En continuant nous apercevons une petite réplique de King Kong au réalisme frappant, hormis la taille. Paul nous apprend que tout ces poils sont du poil de yak, plantés un par un. Faut-il en avoir de la patience. En face, en se retournant, deux personnes, vivantes je précise, sont en train de travailler sur une sorte de petite estrade. Paul nous les présente et chacun s’envoie des « Hi » timides. Il s’agit de deux sculpteurs qui travaillent sur des petites marionnettes qui seront utilisées pour un petit film pour enfants. On papote avec eux pendant cinq minutes chacun posant des questions plus ou moins banales. La question de la formation nécessaire à ces métiers arrive forcément sur la table. Finalement il n’y a pas de chemin unique, seul compte son envie, son talent (mais encore une fois, c’est souvent lié) et sa créativité. Paul nous parle, par exemple, d’une collègue dyslexique, rejeté par le système éducatif mais au talent et au génie hors-norme qui a trouvé ici un métier qui l’épanouie.

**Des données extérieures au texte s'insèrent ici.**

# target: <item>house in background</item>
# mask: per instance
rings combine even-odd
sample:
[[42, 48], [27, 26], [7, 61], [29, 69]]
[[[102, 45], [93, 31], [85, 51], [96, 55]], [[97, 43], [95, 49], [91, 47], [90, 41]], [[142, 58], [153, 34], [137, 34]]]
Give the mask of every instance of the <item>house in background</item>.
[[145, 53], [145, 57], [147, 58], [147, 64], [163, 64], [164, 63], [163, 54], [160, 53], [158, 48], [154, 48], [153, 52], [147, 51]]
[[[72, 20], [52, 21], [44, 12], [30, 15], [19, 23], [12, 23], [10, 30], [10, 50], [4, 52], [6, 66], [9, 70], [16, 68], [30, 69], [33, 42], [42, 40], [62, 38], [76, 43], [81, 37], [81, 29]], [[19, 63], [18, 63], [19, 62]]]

Sur ce, notre guide clôt la visite et nous raccompagne à l’accueil alors que nous le remercions. Voilà une visite vraiment passionnante et amusante, même si beaucoup de choses ne m’était pas inconnues. Par contre, je ne suis pas certain que l’on ai vraiment visité le Workshop, juste un petit espace réservé pour les visites avec quelques employés désignés pour aller l’animer. On ne peut pas tout avoir et si plus d’entreprises faisaient la même chose et aussi bien, se serait peut-être pas mal. J’imagine déjà la visite guidé d’une usine de cassoulet en boite. Non. En fait, je crois que je vais vomir. Certaines choses doivent rester dans l’ombre.

Après avoir acheté une petite carte postale en cotte de maille, je claque la bise aux trolls qui ont été bien gentils et patients, et repart à pied vers le centre ville. Tiens, j’aurais du m’offrir une épée pour me faire respecter des chauffeurs de bus.